Decompile an imported module (e.g. with uncompyle2)

Decompile an imported module (e.g. with uncompyle2) - python

my task is to export an imported (compiled) module loaded from a container.
I have a Py.-Script importing a module. Upon using print(module1) I can see that it is a compiled python (pyc) file, loaded from an archive. As I cannot access the archive, my idea was to import the module and have it decompiled with uncompyle2.
This is my minimum code:
import os, sys
import uncompyle2
import module1
with open("module1.py", "wb") as fileobj:
uncompyle2.uncompyle_file(module1, fileobj)
However, this prints my an error. If I substitute module1 in the uncompyle argument with the actual path, it does not make a difference.

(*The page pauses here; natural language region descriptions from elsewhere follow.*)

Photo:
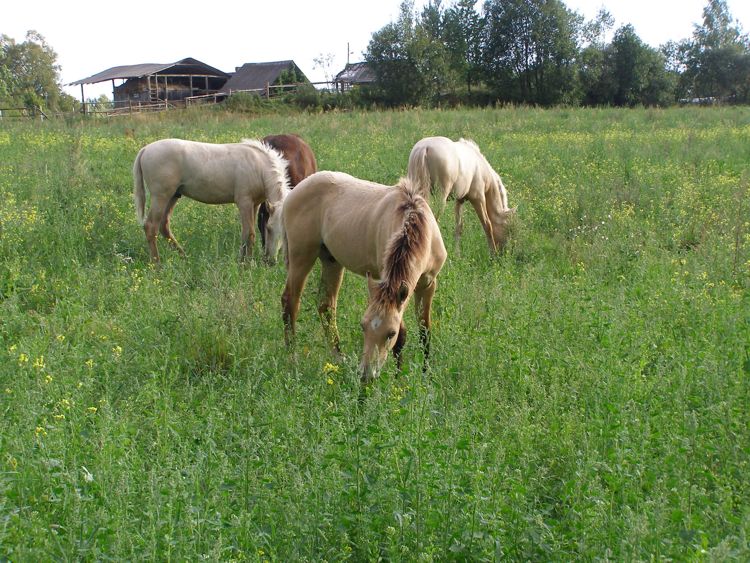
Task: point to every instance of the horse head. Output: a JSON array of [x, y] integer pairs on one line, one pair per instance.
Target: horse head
[[380, 327]]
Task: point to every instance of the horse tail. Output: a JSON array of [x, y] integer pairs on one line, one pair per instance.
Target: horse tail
[[418, 172], [139, 192]]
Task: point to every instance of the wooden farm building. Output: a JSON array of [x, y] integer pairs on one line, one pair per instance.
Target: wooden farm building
[[258, 77], [154, 82], [354, 74]]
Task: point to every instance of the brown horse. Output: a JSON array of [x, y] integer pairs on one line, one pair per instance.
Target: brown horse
[[374, 231], [300, 164], [460, 170], [246, 173]]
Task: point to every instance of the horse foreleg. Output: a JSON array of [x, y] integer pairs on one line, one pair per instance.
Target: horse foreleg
[[153, 222], [152, 232], [262, 221], [459, 225], [332, 274], [423, 302], [166, 232], [247, 218], [399, 345]]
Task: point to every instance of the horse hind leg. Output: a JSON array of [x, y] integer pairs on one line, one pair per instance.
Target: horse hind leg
[[164, 229], [481, 208], [459, 225], [332, 274], [298, 269]]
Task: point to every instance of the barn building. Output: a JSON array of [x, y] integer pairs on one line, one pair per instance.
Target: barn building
[[154, 82], [258, 77], [354, 74]]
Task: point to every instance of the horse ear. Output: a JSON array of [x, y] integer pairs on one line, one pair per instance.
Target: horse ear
[[372, 285], [403, 293]]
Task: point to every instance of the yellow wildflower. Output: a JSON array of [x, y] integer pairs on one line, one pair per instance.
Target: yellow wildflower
[[330, 368]]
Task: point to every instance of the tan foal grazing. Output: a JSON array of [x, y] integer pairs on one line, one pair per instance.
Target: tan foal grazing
[[386, 234], [246, 173], [459, 169]]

I tried the code snippet successfully when the pyc-file not loaded from a container but rather a single file in a directory and it worked.
Error:
Traceback (most recent call last):
File "C:\....\run.py", line 64, in <module>
uncompyle2.uncompyle_file(module1, fileobj)
File "C:\....\Python\python-2.7.6\lib\site-packages\uncompyle2\__init__.py", line 124, in uncompyle_file
version, co = _load_module(filename)
File "C:\.....\Python\python-2.7.6\lib\site-packages\uncompyle2\__init__.py", line 67, in _load_module
fp = open(filename, 'rb')
TypeError: coercing to Unicode: need string or buffer, module found
Does anyone know where I am going wrong?

You are going wrong with your initial assumption:
As I cannot access the archive, my idea was to import the module and
have it decompiled with uncompyle2.
Uncompiling an already loaded module is unfortunately not possible. A loaded Python module is not a mirror of the on-disk representation of a .pyc file. Instead, it is a collection of objects created as a side effect of executing the code in the .pyc. Once the code has been executed, its byte code is discarded and it (in the general case) cannot be reconstructed.

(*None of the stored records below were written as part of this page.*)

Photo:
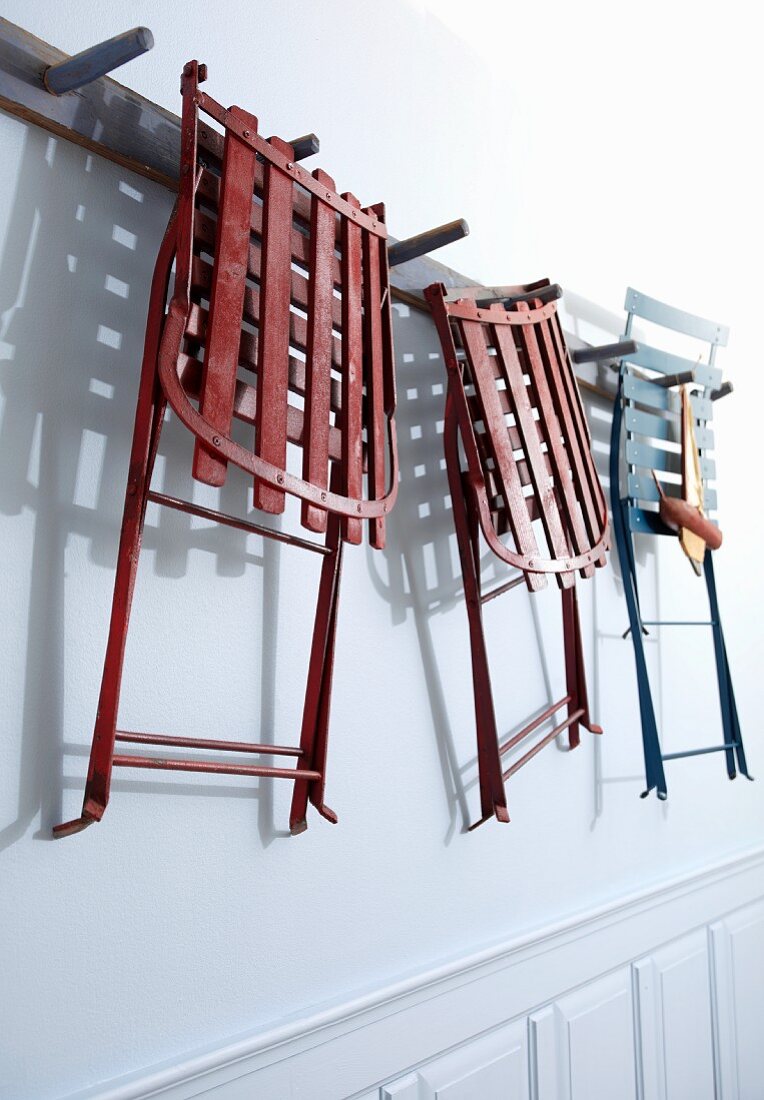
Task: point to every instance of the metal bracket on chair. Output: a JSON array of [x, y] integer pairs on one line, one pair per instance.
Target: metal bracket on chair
[[88, 65], [605, 351], [543, 294], [724, 389], [422, 243], [305, 146]]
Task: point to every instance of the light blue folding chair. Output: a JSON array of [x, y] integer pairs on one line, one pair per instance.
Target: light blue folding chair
[[645, 438]]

As an example, consider the following Python module:
import gtk
w = gtk.Window(gtk.WINDOW_TOPLEVEL)
w.add(gtk.Label("A quick brown fox jumped over the lazy dog"))
w.show_all()
Importing this module inside an application that happens to run a GTK main loop will pop up a window with some text as a side effect. The module will have a dict with two entries, gtk pointing to the gtk module, and w pointing to an already created GTK window. There is no hint there how to create another GTK window of the sort, nor how to create another such module. (Remember that the object created might have been arbitrarily complex and that its creation could be a very involved process.)

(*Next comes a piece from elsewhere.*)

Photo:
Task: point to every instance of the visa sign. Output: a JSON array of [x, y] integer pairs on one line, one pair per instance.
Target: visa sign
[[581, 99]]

You might ask, then, if that is so, then what is the content of the pyc file? How did it get loaded the first time? The answer is that the pyc file contains an on-disk rendition of the byte-compiled code in the module, ready for execution. Creating a pyc file is roughly equivalent to doing something like:
import marshal
def make_pyc(source_code, filename):
compiled = compile(source_code, filename, "exec")
serialized = marshal.dumps(compiled)
with open(filename, "wb") as out:
out.write(serialized)
# for example:
make_pyc("import gtk\nw = gtk.Window(gtk.WINDOW_TOPLEVEL)...",
"somefile.pyc", "exec")
On the other hand, loading a compiled module is approximately equivalent to:
import sys, marshal, imp
def load_pyc(modname):
with open(modname + ".pyc", "rb") as in_:
serialized = in_.read()
compiled = marshal.loads(serialized)
module = sys.modules[modname] = imp.new_module(modname)
exec compiled in module.__dict__
load_pyc("somefile")
Note how, once the code has been executed with the exec statement, the string and deserialized bytecode is no longer used and will be swept up by the garbage collector. The only remaining effect of the pyc having been loaded is the presence of a new module with living functions, classes, and other objects that are impossible to serialize, such as references to open files, network connections, OpenGL canvases, or GTK windows.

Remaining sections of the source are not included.